Die auf dem Gerät aufgespielte Navigationssoftware ist für die Kfz-Navigation programmiert. Zwar kann man auf "Fahrrad" umschalten, das führt aber nur dazu, dass man nicht über Autobahnen geleitet wird. Das von mir immer noch genutzte Kartenmaterial aus dem Jahre 2006 enthält keine fahrradspezifischen Informationen. Daher ist eine Navigationsführung allein mit dem Gerät nicht sinnvoll möglich. Zwar kann man angeben, dass man Fernstraßen vermeiden möchte, das führt aber dazu, dass man teilweise riesige Umwege fährt oder über Feldwege geleitet wird.

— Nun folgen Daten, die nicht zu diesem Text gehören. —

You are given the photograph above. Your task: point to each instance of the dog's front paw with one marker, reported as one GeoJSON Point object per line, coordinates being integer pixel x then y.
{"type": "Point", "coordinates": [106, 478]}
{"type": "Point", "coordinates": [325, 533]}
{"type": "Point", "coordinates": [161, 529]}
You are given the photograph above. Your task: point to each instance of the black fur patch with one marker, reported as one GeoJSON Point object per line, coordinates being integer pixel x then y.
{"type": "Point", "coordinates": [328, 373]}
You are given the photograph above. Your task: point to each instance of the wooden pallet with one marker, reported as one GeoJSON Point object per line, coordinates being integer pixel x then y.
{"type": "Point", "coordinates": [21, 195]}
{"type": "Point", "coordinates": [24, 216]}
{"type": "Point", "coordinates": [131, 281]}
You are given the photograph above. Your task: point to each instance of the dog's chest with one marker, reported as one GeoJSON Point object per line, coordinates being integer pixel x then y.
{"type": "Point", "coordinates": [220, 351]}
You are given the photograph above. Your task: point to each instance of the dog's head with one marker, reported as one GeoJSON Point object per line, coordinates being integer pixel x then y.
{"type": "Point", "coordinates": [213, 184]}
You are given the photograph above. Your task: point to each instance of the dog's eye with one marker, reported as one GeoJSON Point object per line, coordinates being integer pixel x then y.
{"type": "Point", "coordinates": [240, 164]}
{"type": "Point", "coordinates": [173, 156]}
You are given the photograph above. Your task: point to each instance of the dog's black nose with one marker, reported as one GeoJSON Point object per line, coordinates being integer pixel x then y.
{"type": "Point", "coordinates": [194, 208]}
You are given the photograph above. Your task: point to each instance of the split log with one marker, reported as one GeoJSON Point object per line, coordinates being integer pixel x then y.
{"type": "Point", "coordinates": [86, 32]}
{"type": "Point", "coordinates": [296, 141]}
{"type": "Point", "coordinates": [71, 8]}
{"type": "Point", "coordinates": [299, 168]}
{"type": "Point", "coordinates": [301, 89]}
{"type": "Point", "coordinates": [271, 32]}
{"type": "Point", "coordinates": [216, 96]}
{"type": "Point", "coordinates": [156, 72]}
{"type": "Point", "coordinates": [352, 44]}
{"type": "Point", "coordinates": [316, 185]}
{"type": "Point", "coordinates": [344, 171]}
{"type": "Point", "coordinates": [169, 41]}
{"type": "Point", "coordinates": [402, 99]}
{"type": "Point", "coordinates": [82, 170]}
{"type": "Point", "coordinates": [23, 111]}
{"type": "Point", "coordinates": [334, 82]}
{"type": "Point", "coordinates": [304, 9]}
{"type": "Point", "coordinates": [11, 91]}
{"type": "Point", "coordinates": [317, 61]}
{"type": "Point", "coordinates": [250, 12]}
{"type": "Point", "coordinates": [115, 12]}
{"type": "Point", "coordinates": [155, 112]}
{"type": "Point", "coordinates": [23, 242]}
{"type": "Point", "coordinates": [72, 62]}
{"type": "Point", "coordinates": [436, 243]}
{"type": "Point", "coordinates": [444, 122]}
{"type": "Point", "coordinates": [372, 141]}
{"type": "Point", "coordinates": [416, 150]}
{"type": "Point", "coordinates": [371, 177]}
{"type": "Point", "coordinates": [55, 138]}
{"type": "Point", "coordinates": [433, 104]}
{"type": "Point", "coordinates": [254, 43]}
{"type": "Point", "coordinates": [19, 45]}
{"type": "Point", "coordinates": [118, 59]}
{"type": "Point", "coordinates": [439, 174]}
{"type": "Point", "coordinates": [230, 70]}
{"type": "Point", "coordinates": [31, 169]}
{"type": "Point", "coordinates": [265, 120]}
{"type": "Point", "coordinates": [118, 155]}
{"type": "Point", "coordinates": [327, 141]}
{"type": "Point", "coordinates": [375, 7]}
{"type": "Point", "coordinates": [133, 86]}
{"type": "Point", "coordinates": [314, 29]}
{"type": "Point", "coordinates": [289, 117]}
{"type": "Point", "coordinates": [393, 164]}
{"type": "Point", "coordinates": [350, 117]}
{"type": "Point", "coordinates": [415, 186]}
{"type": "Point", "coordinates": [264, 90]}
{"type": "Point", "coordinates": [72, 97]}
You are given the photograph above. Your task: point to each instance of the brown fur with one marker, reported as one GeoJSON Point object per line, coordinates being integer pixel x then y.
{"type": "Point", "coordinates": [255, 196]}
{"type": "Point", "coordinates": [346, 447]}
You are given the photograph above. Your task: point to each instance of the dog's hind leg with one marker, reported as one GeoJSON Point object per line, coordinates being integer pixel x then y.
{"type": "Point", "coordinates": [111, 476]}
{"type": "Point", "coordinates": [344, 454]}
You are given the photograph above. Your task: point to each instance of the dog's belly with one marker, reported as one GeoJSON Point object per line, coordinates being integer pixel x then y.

Es gibt auch spezielle Outdoorkarten zu kaufen, die sind mir aber ehrlich gesagt zu teuer und ermöglichen auch keine Point-to-Point-Navigation auf dem Gerät.

Mit der zusammen mit dem Kartenmaterial gelieferten Software kann man vor der Tour am PC eine Tour planen und Wegpunkte setzen. Erforderlich ist aber wegen des Fehlens der fahrradspezifischen Karteninformation eine ergänzende Fahrradkarte auf Papier. Das ist recht aufwändig und ich mache das eigentlich fast nie.

Meist nutze ich für die Routenplanung eine normale Fahrradkarte auf Papier und binde das Garmin-Navi ergänzend ein, in dem ich am Navi unterwegs etwa 20 bis 30 km entfernte Zwischenziele eingebe. Da trifft die Garmin-Software dann meist die von mir gedachte Route und man vermeidet, an jeder Kreuzung oder Abzweigung einen Blick auf die Karte werfen zu müssen. Das funktioniert ziemlich gut und ich möchte diese Möglichkeit wirklich nicht mehr missen. Außerdem kann man - wenn man Lust hat - auch mal quer durch den Wald fahren und weiß immer genau, in welcher Richtung man unterwegs und wie weit das nächste angepeilte Dorf noch entfernt ist.

Ideal ist das Gerät im Stadtverkehr, zum Beispiel um am Abend schnell das Hotel oder die Pension zu finden, in der man die Übernachtung gebucht hat. Die Routenführung funktioniert wie bei einem Kfz-Navi nur ohne Sprachausgabe. Statt dessen gibt es unauffällige, aber auch im Stadtverkehr gut höhrbare Beep-Töne, die auf ein erforderliches Abbiegen aufmerksam machen. Die Navigationsführung ist genau und eindeutig.

Die Stromversorgung funktioniert über zwei normale AA-Akkus, die voll geladen etwa drei volle Tage durchhalten.